With the release of SQL Server 2012, one of the great features that we gain is the ability to manage data quality much easier, and without building something custom. We can do this with a tool called Data Quality Services, and using it is as easy as 1-2-3. In this blog post, I’m going to create a DQS knowledge base to handle a list of states or provinces that Adventure Works does business in. To demonstrate, let’s take a look at the simple spreadsheet I have here showing a list of countries in the world. Notice there is Florida in the list twice, spelled incorrectly and with the country abbreviated:
Pretty straight-forward so far. Now what we want to do is use this list as a master list of all of the states or provinces that we do business in. This way if we get invalid records, rather than marking them as unknown or inferred we can ensure that they are sent to the proper individual (the data steward) to be handled appropriately.
Next, open up the Data Quality client, accessible by going to Start-> All Programs –> SQL Server 2012->Data Quality Services. Connect to your installed DQS instance, and the main page will appear:
Create a new knowledgebase by clicking on the “New Knowledge Base” in the top left hand corner. Give your knowledge base a name, a description, and select what type of knowledge base it should be. There are 3 activities listed, Domain Management, Knowledge discovery, and Matching Policy. Domain management allows you to create a new domain from a blank canvas, knowledge discovery lets you test against an existing dataset, and matching policy lets you either a) identify duplicate records, or b) identify related records.
I’m going to use a domain management knowledge base, and I’m going to call it geography.
Click Next, and the Domain Management window appears. Domains in data quality services are very similar to columns in a relational database, just with a defined list of attributes of what is available. I remember it by thinking SELECT DISTINCT, where the list of rows returned is what your attributes should be.
For now, let’s create one.
Click the “Create a new domain” button and the Create Domain dialog box appears.

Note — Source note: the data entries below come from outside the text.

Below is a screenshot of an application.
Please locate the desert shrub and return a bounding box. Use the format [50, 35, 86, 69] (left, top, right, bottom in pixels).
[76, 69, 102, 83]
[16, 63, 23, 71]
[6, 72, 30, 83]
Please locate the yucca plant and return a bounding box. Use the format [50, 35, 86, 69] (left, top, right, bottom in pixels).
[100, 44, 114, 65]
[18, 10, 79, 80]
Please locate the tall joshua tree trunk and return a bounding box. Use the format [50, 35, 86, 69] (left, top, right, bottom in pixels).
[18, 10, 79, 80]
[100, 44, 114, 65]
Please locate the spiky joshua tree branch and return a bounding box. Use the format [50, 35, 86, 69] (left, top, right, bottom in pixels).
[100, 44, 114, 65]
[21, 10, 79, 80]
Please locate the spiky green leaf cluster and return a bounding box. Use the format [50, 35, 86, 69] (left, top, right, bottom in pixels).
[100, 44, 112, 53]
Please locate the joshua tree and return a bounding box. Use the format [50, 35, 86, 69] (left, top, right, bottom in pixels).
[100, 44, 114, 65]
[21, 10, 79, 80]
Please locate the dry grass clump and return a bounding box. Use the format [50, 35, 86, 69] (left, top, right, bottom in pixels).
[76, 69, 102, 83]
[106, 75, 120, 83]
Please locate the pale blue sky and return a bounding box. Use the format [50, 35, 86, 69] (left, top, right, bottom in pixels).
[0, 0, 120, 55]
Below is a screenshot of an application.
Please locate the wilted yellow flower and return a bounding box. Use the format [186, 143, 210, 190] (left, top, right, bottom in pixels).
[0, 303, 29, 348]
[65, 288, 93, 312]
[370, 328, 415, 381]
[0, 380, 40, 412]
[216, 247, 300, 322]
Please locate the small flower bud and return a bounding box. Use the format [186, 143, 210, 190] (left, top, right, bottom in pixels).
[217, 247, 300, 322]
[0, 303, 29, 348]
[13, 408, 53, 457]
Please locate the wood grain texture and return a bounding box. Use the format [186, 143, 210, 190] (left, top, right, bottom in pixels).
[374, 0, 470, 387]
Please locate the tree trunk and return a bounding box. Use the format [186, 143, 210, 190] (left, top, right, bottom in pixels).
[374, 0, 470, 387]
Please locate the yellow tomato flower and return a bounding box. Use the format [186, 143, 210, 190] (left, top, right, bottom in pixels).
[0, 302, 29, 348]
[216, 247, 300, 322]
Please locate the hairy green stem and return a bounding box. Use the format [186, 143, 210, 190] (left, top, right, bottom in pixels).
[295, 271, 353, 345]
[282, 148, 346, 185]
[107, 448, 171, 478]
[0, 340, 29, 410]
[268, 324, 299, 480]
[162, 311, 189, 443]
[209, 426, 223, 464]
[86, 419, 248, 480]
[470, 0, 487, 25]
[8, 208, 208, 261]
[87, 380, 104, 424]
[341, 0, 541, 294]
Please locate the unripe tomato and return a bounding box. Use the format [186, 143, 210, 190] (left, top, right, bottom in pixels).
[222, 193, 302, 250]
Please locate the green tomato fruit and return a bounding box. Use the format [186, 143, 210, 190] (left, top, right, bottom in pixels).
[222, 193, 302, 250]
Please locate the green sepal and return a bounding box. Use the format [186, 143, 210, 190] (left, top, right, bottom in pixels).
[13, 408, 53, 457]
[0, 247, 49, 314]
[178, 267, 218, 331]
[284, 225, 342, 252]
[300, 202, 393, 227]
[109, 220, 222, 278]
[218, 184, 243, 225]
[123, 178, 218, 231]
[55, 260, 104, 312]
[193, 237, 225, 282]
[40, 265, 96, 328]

We’ll call ours StateProvince, and leave the data type as String. Notice that DQS only offers 4 data types: String, Date, Integer, and Decimal. Additionally, under the “Format Output to”, we can standardize the output of the domain to be all upper case, lower case, or capitalized. For now, leave it as none and click OK. Once we’ve clicked OK, you now get the ability to adjust the rules around the domain with the following domain management screen:
The first tab, Domain Properties, is identical to the tab we just configured. This is useful if after creating the domain, we decide we want to change the output or adjust some of the other properties that we’ve already set. The second tab that we have is a reference data tab. If you have an Azure DataMarket account or want to use an online repository to manage the data set, you can create and configure it in this screen.
The third tab is the Domain Rules tab. In the domain rules tab you set all of the rules that apply to the data set. Before we start creating some rules, though, let’s import our spreadsheet about states in so we can analyze it. The fourth tab, Domain Values, allows us to import a data set that we can use to evaluate as we are creating our rules, to ensure that any rules that we create aren’t a) invalidating every row, or a huge sample of them or b) not affecting any rows, or c) any other length/character analysis. To add our sheet to the Domain Values tab, expand the Import button on the top right of the tab:
Select the workbook and the Sheet name, and select the “Use first row as header” check box:
Once the import is complete, the Import Domain values dialog box appears with a summary of what was set as a synonym, if the Data Quality client detected any. After we click OK, each row is imported in as a valid domain value:
Remember our issue with Florida being spelled incorrectly. Let’s set them to be synonyms and to automatically correct any rows that come in as Folrda to Florida. Find the two values, and select them both by holding the CTRL key and selecting them with your mouse. Right click and select “Set as Synonyms”
Once you set them as synonyms’, DQS maps the two together. Notice that Folrda has now been set to correct any rows to Florida.
Go back to the Domain rules tab, and let’s create a domain rule. Click on the add a Domain rule icon.
Under the Build a Rule section, we can build a rule around different rules that we want our data to adhere to:
Under Name, create a rule called Length, and under the Build A Rule section, select Greater than or Equal to…, and then type in 5. Click Apply all rules and warning will appear:
Click yes, and then click Ok. Then click Finish, and Publish. The knowledge base is created and published. In a future blog post I’ll show how to use SSIS to consume the published knowledge base in an ETL design to help load your data into your data warehouse.